The bottom line is that we don't yet know if growth via acquisitions is such a great idea in this industry.
Bulls' Fantasy #4: Growth is Sustainable
Growing organically and buying your growth are entirely different. The truth is that RICK's high recent growths figures are mainly driven by acquisitions and a rebound from the economic downturn. Let's take a look at RICK's organic growth as disclosed in its 10-K:
- FY12 vs. FY11: "Our income from operations for our nightclub operations for the same-location-same-period decreased by 1.4%."
- FY11 vs. FY10: "Our income from operations for our nightclub operations for the same-location-same-period increased by 18.3%."
- FY10 vs. FY09: "Our income from operations for our nightclub operations for the same-location-same-period increased by 4.5%."
- FY09 vs. FY08: "Our income from operations for our nightclub operations for the same-location-same-period decreased by 18.2%."
The fact that FY12 organic growth is non-existent and the current 9-month ending 6/2013 is also flat should be evidence that the company is not fundamentally becoming more profitable over time.
In 2008, RICK has ~$33 million in long-term debt. As of today, the company has ~$79 million in long-term debt, which includes a $2.5 million convertible debenture the company announced on 9/4/2013.
Since the recent debt binge is not sustainable, the recent top-line growth is also not sustainable. I believe that RICK is already pushing the limits of leverage. The company's net current assets are currently at a negative $9 million, implying that the company would not be able to pay current liabilities with current assets and will need to draw on operating cash flow and thus crowd out other uses of cash.
The company's debt is also extremely expensive and dilutive and will likely get more so as its increased leverage will make incremental debt more risky. In a recent 8-K, the company announced that on 8/28/2013, it issued a 10% Convertible Debenture with a principal amount of $2,500,000 and a warrant to purchase a total of 48,780 shares of RICK common stock. "The Debenture has a term of three years, is convertible into shares of our common stock at a conversion price of $10.25 per share and has an annual interest rate of 10%. The Warrant has an exercise price of $10.25 per share and expires on August 28, 2016." For all of this, the company will only receive $2,350,000 net of a $150,000 advisor fee related to sale of the Debenture and Warrant.
In my view, the company must be either extremely optimistic or in an extreme need of cash. I can't see RICK's future, but I know that the story of aggressive expansion on the back of debt often ends up in tears.

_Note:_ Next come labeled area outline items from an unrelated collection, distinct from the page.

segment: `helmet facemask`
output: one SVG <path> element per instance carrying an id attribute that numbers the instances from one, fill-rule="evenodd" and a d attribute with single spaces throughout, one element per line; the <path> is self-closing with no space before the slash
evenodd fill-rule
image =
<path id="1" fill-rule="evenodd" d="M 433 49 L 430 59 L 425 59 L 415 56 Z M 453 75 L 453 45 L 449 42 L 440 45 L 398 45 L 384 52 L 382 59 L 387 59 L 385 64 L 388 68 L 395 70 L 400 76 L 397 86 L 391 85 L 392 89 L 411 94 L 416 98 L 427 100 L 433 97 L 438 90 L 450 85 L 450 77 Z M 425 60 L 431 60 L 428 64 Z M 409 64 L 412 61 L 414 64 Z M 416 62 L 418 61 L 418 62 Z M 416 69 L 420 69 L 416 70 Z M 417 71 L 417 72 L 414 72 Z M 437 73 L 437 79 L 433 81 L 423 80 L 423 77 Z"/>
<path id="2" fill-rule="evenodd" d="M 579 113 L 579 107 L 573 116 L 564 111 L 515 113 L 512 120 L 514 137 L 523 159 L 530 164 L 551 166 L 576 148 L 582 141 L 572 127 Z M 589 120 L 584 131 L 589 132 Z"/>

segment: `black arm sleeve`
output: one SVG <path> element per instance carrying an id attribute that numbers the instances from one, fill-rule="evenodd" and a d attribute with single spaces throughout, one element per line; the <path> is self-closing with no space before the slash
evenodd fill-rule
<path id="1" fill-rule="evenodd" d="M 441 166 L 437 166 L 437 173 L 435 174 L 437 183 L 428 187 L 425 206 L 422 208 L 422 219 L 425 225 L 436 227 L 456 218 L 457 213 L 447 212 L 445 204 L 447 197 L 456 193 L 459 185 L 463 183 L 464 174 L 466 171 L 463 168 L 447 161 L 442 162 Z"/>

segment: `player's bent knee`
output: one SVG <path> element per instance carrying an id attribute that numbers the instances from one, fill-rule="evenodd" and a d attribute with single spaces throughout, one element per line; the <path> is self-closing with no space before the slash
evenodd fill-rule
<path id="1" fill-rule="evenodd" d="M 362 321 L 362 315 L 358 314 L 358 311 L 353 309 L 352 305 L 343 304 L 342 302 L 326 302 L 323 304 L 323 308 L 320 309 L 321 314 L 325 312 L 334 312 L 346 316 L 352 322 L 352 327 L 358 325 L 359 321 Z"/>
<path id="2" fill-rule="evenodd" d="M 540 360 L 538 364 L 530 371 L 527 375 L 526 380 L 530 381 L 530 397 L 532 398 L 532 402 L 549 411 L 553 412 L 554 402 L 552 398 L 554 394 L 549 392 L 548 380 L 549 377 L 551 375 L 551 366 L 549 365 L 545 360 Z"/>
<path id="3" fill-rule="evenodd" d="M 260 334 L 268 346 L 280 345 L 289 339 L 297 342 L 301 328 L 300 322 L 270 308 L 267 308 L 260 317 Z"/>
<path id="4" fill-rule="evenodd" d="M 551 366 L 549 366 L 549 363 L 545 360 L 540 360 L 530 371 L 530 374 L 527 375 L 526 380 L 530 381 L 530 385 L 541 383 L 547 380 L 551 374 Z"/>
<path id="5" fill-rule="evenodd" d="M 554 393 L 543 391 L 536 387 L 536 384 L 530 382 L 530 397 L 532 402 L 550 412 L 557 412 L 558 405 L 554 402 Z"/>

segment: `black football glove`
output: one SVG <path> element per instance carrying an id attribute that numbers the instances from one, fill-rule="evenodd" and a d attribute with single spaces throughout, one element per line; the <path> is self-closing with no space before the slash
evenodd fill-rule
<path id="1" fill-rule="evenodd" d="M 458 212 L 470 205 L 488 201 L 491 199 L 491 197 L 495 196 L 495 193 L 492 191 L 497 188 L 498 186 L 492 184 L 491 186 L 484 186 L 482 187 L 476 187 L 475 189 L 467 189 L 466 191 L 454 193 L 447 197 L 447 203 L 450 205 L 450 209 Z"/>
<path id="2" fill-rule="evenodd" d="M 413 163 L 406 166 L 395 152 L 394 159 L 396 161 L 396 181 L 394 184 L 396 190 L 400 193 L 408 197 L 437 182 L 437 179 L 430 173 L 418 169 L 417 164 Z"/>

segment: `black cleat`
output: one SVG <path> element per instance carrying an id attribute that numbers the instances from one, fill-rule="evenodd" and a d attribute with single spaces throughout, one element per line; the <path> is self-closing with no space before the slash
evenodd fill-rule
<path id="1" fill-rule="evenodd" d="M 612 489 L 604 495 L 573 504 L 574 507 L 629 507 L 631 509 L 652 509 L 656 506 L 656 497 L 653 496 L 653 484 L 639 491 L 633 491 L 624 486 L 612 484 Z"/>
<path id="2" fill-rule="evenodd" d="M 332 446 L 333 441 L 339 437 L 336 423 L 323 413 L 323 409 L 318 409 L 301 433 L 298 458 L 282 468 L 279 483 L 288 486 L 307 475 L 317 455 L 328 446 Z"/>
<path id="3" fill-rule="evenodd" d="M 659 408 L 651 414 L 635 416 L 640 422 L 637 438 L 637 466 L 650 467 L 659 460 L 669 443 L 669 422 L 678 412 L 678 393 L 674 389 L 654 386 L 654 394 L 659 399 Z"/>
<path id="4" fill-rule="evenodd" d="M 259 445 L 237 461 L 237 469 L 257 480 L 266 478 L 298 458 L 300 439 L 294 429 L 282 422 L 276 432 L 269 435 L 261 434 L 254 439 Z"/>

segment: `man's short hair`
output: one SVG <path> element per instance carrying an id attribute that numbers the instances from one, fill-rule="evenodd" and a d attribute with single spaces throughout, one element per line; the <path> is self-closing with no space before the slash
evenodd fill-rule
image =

I still hear people crying out how cheap RICK is at current levels ($11.81 as of 9/13's close). However, given the lack of organic growth, RICK's increasingly risky capital structure, and the lack of an economic moat, I believe RICK's current levels are fair. I'm watching this stock, but I won't be pulling the trigger until it falls back to below $9 per share or until the fundamentals have changed for the better.